As we were about to turn the corner from Concord Avenue to Appleton Street, a car pulled to the curb in front of my house. The driver emerged and called out, “Holly? Steve? Olivia Berkowitz. I’m glad I caught you. I was going to drop off these CDs of Ian’s so you’d have a chance to listen to them.”
“Mac and Judith’s daughter,” I whispered to Steve, who’d met Olivia at the launch party at The Wordsmythe, where he’d also met dozens of other new people. At normal volume, I greeted Olivia, and then Steve did, too.
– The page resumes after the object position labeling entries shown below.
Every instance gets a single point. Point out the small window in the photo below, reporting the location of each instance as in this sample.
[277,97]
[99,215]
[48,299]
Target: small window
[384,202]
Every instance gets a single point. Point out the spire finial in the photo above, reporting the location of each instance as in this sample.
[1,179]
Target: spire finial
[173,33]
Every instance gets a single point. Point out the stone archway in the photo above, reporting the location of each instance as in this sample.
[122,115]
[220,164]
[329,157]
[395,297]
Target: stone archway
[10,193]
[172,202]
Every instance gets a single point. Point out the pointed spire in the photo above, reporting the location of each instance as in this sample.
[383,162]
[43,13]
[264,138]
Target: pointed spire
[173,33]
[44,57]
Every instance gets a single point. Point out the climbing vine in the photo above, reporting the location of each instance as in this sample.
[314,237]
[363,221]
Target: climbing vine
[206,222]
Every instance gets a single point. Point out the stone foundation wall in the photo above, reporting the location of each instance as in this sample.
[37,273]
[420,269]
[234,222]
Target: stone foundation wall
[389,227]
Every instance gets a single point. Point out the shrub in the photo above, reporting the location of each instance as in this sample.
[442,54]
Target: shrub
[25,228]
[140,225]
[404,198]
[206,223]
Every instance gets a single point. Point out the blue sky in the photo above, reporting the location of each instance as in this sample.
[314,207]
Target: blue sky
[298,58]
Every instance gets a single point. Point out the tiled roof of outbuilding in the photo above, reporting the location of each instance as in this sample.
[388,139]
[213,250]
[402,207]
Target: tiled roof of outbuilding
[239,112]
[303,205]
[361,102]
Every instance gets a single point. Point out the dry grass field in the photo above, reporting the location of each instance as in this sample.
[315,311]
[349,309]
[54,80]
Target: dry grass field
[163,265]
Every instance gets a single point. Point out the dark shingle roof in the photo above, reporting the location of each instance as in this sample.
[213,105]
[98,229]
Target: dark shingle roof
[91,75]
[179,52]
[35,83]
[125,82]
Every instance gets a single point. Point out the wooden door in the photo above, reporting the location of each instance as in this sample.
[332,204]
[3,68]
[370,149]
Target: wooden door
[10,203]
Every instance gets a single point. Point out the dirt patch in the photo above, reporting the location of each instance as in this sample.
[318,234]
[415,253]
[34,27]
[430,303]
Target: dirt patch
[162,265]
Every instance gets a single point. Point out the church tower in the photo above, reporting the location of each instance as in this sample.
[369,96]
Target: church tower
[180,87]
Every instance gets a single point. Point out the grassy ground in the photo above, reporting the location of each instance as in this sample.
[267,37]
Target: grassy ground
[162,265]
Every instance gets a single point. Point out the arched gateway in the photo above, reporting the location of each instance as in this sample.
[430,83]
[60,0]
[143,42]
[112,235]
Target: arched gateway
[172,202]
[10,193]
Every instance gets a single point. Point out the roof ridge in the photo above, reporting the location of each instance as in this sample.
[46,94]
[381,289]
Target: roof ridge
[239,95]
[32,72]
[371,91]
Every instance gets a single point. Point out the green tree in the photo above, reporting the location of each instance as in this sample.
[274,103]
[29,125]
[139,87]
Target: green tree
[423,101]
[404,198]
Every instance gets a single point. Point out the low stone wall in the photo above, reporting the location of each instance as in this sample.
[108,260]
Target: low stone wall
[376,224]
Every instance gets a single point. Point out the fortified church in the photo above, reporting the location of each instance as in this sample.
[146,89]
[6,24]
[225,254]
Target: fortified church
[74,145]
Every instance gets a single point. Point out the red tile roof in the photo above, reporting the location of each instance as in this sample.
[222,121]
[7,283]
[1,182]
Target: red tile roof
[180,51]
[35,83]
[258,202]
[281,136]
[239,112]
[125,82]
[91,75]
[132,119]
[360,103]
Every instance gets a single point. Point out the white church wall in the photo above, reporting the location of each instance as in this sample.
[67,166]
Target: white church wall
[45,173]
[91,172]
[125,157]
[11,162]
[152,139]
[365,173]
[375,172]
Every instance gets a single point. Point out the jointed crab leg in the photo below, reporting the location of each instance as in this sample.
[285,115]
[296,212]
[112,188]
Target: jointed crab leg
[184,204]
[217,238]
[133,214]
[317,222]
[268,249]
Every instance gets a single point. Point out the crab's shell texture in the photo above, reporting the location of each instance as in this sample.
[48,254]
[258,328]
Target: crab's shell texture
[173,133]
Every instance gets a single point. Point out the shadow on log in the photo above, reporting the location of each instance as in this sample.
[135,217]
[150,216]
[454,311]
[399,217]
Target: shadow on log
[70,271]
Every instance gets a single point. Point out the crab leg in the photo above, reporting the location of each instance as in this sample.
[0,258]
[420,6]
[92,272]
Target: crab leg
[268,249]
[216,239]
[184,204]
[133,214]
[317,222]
On our own, neither Steve nor I would’ve invited Olivia in, but Rowdy and Sammy teamed up to stage a performance of effusive malamute hospitality, and because of the newly installed lights on the outside of the house, Olivia got a fine look at the father-and-son big-brown-eyes routine and ended up exclaiming about how beautiful the dogs were and how much they looked alike. Since she was awkwardly clutching the CDs in one hand, patting the dogs with other, trying to keep her shoulder bag from tumbling down her arm, and asking questions about Rowdy and Sammy, it seemed discourteous just to grab the music and vanish indoors. Consequently, we ended up in the kitchen, where Olivia accepted my offer of a drink by requesting decaf coffee.